Acute Respiratory Distress Syndrome (ARDS) is an acute lung injury which may stem from multiple causes (direct injury, sepsis, pneumonia) resulting in inflammation in the lungs, which increases permeability to fluids. A non-cardiogenic pulmonary edema is present, and mechanical ventilation is usually required.1
ARDS patients may present with competing fluid management goals – fluid resuscitation for perfusion vs. fluid restriction for lung function2. Due to patient positioning, changing lung mechanics and use of PEEP, Pulse Pressure Variation (PPV) and Stroke Volume Variation (SVV) may not adequately judge fluid responsiveness.
Why Are ARDS Patients Likely to Benefit From Cheetah Technology?
Cheetah’s 100% noninvasive hemodynamic data provides the clinician the tools to manage perfusion. Key parameters such as Stroke Volume and Cardiac Output, gives the clinician the ability to directly measure changes in Stroke Volume Index to gauge fluid responsiveness.
The continuous hemodynamic profile from Cheetah is available even in the prone position and enables clinicians to manage drug and fluid administration. Continuous monitoring is a challenge for other technologies given changing lung mechanics and the common use of PEEP.

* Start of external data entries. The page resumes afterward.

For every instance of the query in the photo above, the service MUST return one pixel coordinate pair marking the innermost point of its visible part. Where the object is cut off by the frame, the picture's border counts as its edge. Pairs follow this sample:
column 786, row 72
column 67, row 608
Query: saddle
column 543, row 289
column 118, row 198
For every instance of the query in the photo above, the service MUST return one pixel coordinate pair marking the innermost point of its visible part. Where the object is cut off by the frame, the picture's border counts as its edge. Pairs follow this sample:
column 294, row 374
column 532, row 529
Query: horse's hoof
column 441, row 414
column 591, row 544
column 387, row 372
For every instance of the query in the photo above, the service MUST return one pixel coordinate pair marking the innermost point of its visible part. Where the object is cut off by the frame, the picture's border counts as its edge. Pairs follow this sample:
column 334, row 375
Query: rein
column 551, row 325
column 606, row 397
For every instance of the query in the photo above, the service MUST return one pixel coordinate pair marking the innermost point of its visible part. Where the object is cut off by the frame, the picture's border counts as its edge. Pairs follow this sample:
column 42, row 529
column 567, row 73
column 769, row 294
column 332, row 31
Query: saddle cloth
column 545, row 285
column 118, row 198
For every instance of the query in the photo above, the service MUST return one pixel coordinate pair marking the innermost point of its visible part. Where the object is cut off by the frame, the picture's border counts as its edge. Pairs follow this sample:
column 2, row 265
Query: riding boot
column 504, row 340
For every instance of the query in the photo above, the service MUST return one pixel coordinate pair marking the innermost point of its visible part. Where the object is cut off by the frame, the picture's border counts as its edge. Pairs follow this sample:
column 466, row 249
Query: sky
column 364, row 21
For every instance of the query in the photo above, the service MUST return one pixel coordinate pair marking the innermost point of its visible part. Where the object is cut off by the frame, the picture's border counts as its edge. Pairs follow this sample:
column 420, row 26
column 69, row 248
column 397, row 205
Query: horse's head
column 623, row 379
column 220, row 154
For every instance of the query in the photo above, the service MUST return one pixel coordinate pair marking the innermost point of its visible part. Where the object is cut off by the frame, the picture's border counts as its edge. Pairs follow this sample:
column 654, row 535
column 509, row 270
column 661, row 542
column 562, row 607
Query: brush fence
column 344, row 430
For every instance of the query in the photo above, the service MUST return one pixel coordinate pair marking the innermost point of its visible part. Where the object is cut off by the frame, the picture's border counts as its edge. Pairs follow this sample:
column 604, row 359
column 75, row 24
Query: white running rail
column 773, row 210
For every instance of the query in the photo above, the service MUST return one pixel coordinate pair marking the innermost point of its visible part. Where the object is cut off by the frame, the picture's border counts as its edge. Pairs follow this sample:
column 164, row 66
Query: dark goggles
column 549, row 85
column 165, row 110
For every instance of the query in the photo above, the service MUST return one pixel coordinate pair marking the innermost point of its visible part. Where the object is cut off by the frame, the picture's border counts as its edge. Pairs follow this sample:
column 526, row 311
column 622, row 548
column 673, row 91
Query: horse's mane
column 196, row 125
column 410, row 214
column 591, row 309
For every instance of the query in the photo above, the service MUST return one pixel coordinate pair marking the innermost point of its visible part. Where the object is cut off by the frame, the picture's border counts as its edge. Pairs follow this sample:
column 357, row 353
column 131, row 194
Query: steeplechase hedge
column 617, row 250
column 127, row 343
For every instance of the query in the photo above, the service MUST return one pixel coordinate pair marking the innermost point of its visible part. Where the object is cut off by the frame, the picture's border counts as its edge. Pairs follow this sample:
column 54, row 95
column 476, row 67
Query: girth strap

Early fluid management guided by Cheetah’s technology is important, especially during different phases of ARDS – early adequate initial fluid resuscitation vs later conservative fluid management.
1. Fanelli V et al. Acute respiratory distress syndrome: New definition, current and future therapeutic options. J Thorac Dis 2013; 5: 326-334
2. Wiedermann, HP, et al. Comparison of Two Fluid-Management Strategies in Acute Lung Injury. N Engl J Med 2006;354:2564-75.